Neither mentioned Real’s hidden depression. “It doesn’t have to be depression either,” says Stefan Bogaerts, professor of forensic psychology at Tilburg University. Bogaerts researches hidden narcissism, which is linked to depression. “Hidden depression is possible,” he says, “but it could also be an identity problem. Maybe these men want a new identity because they are not satisfied with their lives.”
GGZ cites a University of California study showing that we often have blinders on when it comes to depression in men. They advocate including aggression, increased risk behavior and alcohol and alcohol abuse in the list of signs.
“I have tried to keep believing in us, but all the deceit, lies and manipulations have become too much for me.”
At least my husband doesn’t want to know anything about it. A midlife, yes, he is willing to admit. But depression? No way. He agrees that he has felt empty and numb, unable to rely on any feelings, and says that now he doesn’t want to get rid of me, then he does. But he does not feel depressed.
Mirror
We are now two years on and apart. I tried to keep believing in us, but all the deceit, lies and manipulations became too much for me. I enlist help, find a fine psychologist and join an American forum where I find support from dozens of women in the same situation as me. As we learn there what midlife is and continue to be amazed at the similarities, we help each other take steps in our new lives.

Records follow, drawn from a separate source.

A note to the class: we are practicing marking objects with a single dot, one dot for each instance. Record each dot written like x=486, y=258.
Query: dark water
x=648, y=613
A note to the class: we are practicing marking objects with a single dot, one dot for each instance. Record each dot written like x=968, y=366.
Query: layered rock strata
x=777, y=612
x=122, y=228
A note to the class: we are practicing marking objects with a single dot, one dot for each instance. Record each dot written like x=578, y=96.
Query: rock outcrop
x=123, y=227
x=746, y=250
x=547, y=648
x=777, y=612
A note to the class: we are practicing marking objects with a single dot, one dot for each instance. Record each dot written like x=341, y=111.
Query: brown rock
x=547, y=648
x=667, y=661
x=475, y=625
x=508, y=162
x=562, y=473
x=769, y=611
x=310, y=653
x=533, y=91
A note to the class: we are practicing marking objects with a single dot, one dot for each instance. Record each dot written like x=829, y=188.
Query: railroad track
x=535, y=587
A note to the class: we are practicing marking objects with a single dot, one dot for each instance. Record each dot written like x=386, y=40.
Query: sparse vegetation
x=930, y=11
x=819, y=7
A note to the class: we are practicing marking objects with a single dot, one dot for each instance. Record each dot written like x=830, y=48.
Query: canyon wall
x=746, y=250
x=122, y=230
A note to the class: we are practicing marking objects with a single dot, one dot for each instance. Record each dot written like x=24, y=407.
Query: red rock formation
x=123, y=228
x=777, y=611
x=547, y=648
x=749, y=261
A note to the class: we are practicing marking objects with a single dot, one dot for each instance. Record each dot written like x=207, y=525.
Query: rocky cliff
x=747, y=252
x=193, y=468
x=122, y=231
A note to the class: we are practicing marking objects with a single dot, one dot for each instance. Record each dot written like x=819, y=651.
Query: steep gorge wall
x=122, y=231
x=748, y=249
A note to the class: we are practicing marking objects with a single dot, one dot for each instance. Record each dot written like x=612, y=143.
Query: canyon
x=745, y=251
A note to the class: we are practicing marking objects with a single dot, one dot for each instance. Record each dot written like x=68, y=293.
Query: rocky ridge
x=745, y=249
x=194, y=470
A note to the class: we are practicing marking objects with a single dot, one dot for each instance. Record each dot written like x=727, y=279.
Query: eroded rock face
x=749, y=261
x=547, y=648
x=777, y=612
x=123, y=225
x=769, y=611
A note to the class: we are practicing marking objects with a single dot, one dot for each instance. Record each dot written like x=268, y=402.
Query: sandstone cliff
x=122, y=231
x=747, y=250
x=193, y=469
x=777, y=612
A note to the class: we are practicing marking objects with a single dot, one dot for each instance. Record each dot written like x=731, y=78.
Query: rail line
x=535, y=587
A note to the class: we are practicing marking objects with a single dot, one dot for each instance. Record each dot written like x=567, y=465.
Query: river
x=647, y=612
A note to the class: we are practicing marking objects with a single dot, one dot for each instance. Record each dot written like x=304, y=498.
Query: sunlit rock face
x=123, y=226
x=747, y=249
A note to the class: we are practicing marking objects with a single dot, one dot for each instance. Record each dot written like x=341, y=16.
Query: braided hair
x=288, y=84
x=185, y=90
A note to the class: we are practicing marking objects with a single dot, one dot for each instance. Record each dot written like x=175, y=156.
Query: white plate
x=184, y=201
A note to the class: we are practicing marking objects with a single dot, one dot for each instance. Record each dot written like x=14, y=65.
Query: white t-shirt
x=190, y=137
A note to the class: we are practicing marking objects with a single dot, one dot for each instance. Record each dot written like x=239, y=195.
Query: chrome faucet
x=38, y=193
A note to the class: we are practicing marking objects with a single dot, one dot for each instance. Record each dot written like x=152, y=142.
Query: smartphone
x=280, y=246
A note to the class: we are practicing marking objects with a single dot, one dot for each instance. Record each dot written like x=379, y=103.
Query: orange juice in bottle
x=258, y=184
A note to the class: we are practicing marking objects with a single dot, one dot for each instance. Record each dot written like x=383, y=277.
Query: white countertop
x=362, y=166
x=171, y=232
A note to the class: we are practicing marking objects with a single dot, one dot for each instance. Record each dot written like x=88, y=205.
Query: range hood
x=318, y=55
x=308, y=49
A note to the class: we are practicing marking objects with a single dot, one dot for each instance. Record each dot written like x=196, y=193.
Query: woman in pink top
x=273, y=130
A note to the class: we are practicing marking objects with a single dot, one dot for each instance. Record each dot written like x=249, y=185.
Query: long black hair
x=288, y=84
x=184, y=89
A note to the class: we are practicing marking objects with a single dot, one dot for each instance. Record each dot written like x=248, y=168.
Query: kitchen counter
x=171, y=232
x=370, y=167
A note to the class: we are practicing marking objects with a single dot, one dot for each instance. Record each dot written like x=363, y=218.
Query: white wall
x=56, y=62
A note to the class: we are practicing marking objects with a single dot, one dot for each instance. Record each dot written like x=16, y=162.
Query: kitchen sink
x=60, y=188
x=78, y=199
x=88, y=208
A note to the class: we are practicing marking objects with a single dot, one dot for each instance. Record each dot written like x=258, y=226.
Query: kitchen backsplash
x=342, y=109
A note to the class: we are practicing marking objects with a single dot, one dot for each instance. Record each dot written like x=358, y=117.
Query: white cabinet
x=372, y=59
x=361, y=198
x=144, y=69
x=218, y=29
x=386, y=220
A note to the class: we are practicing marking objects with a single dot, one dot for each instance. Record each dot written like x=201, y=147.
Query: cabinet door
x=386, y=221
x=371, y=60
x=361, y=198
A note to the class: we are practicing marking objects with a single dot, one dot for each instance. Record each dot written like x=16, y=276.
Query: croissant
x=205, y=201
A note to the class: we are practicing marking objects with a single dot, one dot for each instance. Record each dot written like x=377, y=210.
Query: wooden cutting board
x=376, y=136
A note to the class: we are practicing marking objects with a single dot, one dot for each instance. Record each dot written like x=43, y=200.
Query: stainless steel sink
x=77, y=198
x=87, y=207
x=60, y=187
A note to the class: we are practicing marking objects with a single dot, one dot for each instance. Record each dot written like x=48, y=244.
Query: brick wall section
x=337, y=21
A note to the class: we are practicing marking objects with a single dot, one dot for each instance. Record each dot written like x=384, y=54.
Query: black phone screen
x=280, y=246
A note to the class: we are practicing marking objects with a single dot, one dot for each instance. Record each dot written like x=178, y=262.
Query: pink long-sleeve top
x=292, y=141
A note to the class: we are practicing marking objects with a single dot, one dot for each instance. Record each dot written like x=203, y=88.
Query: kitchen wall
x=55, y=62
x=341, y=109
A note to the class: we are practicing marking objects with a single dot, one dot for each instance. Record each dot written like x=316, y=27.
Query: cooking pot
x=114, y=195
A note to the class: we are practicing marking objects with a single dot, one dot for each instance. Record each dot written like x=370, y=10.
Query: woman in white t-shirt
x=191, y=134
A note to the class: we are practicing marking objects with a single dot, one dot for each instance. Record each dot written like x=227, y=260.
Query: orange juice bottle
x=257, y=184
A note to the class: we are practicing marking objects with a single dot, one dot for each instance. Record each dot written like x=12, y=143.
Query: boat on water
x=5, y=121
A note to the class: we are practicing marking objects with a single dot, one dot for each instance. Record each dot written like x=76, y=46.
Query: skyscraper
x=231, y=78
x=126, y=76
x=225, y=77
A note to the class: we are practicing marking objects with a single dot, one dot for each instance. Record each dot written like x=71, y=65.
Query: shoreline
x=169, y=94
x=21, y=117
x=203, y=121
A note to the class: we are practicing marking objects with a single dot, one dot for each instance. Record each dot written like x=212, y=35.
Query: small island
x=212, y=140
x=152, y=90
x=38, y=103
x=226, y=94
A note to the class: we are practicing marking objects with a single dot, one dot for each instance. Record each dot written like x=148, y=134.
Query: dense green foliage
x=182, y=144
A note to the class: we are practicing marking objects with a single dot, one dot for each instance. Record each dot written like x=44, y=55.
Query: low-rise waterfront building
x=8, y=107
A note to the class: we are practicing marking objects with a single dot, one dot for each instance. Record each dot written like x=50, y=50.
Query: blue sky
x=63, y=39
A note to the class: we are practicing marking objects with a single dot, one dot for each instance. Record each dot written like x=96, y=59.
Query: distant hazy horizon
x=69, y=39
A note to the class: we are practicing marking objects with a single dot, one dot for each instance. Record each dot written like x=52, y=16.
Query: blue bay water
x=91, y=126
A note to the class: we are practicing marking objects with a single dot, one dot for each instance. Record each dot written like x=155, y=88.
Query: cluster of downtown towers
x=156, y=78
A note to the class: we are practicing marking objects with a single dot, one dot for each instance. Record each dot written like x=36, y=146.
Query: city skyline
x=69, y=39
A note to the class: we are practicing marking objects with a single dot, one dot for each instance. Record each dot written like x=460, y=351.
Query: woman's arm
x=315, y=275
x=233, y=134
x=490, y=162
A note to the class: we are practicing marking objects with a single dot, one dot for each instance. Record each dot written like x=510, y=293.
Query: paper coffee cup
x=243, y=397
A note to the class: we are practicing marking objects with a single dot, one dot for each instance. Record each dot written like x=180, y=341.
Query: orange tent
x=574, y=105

We give each other advice when our husbands beg us to come back, when, after months away from home, they suddenly show up on the doorstep because they want to join us for dinner, or clean out the barn, when they empty the savings account, or say they love two women and suggest they move on together.
We hold up a mirror to each other and learn to see our own part. Online we can tell our daily story, because our surroundings, we all notice, find it difficult after all this time. People these days don’t stay together forever, well get divorced then you can move on, with a new man, we hear.

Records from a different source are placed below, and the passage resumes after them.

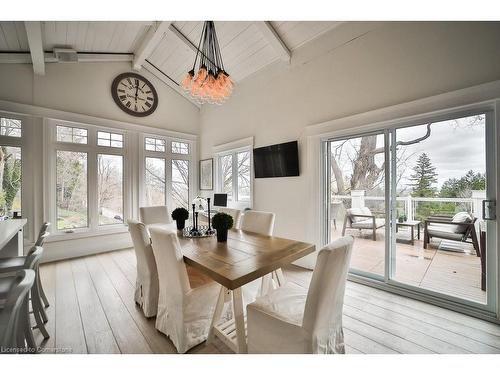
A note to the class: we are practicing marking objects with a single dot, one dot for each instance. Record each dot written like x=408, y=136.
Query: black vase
x=221, y=235
x=180, y=224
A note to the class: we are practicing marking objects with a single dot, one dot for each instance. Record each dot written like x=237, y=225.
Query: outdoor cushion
x=442, y=232
x=358, y=211
x=368, y=224
x=460, y=217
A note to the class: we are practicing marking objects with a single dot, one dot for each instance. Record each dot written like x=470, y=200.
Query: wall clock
x=134, y=94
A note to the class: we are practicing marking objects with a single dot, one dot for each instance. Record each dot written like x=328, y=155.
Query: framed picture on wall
x=207, y=174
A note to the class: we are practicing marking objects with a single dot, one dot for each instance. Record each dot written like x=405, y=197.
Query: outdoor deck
x=449, y=272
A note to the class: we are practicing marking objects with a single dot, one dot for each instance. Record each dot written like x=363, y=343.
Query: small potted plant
x=180, y=215
x=222, y=222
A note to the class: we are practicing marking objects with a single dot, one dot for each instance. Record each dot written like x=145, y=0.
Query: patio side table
x=411, y=224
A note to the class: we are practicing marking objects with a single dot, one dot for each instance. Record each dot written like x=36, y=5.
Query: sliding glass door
x=419, y=200
x=357, y=203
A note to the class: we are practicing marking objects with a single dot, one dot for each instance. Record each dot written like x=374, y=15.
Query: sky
x=454, y=147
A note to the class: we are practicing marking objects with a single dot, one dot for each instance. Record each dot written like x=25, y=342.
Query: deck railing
x=416, y=208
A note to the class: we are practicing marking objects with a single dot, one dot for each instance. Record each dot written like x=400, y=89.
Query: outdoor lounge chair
x=362, y=218
x=459, y=227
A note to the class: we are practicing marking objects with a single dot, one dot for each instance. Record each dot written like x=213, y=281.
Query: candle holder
x=210, y=230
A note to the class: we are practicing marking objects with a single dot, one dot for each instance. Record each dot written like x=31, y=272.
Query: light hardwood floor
x=448, y=272
x=93, y=311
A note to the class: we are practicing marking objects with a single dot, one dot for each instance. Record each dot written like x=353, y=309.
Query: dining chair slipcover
x=146, y=285
x=184, y=313
x=155, y=215
x=291, y=319
x=234, y=213
x=258, y=222
x=13, y=294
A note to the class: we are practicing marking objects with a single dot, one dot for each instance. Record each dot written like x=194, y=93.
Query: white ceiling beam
x=24, y=58
x=34, y=34
x=182, y=38
x=274, y=39
x=169, y=82
x=154, y=35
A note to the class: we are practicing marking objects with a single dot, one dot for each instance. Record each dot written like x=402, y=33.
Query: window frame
x=168, y=156
x=93, y=150
x=235, y=201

Sociologist of law Bregje Dijksterhuis understands that reaction. “We find it normal for men, and more and more women as well, to leave the family.” Not surprising in itself, she thinks, with a government that since the 1970s has been focused on sustainable disruption, which means that the entire professional divorce industry now helps us get through a divorce primarily as quickly as possible.

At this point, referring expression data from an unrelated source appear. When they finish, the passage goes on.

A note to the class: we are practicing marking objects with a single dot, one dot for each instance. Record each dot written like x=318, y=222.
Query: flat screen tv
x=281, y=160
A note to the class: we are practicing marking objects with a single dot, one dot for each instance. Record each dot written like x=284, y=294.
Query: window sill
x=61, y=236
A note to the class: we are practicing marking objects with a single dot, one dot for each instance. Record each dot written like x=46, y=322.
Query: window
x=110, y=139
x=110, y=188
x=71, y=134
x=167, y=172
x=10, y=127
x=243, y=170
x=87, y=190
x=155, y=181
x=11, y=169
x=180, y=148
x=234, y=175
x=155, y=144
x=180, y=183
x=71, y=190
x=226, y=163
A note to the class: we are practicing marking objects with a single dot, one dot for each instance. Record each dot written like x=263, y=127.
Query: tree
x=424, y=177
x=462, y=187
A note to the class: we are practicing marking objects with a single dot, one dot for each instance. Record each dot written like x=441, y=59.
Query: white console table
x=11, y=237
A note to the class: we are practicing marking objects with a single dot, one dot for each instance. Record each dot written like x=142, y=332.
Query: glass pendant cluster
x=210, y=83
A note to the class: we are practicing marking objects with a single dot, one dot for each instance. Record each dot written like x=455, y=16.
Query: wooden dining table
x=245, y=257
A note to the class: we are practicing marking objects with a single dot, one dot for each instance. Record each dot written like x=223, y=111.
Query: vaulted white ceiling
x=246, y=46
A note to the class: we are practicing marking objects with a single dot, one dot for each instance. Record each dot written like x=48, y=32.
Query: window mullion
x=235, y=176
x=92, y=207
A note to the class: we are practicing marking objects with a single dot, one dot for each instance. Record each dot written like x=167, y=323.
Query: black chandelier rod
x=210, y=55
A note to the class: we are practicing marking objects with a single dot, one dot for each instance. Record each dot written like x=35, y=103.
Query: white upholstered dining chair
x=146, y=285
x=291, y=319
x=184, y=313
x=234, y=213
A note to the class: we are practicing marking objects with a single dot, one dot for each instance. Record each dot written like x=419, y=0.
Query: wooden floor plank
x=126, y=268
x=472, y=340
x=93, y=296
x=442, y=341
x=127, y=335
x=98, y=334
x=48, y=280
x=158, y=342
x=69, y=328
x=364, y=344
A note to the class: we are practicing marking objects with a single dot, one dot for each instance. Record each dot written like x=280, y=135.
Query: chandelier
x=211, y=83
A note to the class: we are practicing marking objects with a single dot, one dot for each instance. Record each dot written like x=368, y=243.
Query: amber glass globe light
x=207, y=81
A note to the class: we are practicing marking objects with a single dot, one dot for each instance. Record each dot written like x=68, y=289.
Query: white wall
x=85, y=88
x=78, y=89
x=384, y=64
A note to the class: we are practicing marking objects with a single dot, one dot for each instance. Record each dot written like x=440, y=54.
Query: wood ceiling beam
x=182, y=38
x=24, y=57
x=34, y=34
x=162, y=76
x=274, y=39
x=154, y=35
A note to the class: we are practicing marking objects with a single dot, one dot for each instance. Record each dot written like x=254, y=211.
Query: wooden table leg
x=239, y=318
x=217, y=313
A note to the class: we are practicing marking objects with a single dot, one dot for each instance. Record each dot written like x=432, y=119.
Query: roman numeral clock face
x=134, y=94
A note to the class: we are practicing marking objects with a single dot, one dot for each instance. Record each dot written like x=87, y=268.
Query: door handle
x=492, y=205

But we hardly pay attention to the causes of divorce and also its impact, notes Dijksterhuis, who has a doctorate in judicial alimony standards. “People don’t know in advance what they are getting into. Many mothers end up on welfare, many fathers come off worst in terms of caring for the children, and many people regret it afterwards.”
Too late
Dijksterhuis believes the high divorce rate is a social problem and advocates a new line of government, one focused on prevention. With a helpline, for example, and education from experts by experience, with information about happy marriages or relationship therapy. “Most people who divorce are between 40 and 45 have young children. We could see if the life they lead is a problem.”
For Bram van Splunteren, at least, it comes too late. All in all, his midlife was a confusing, troubled time. “I couldn’t be alone. I didn’t want to let go of my new girlfriend, but on the other hand, I wasn’t finished at all. Terrible it was,” he says. “We had a difficult relationship for eight years and still had a beautiful child. But the tension was so high with the stress of the child added, we broke up.”
By now he is doing better. “I’m not negative, or pessimistic or unhappy, but I can lean toward that. In recent years, things have been better. That may also have to do with age. That I am through the difficult years.”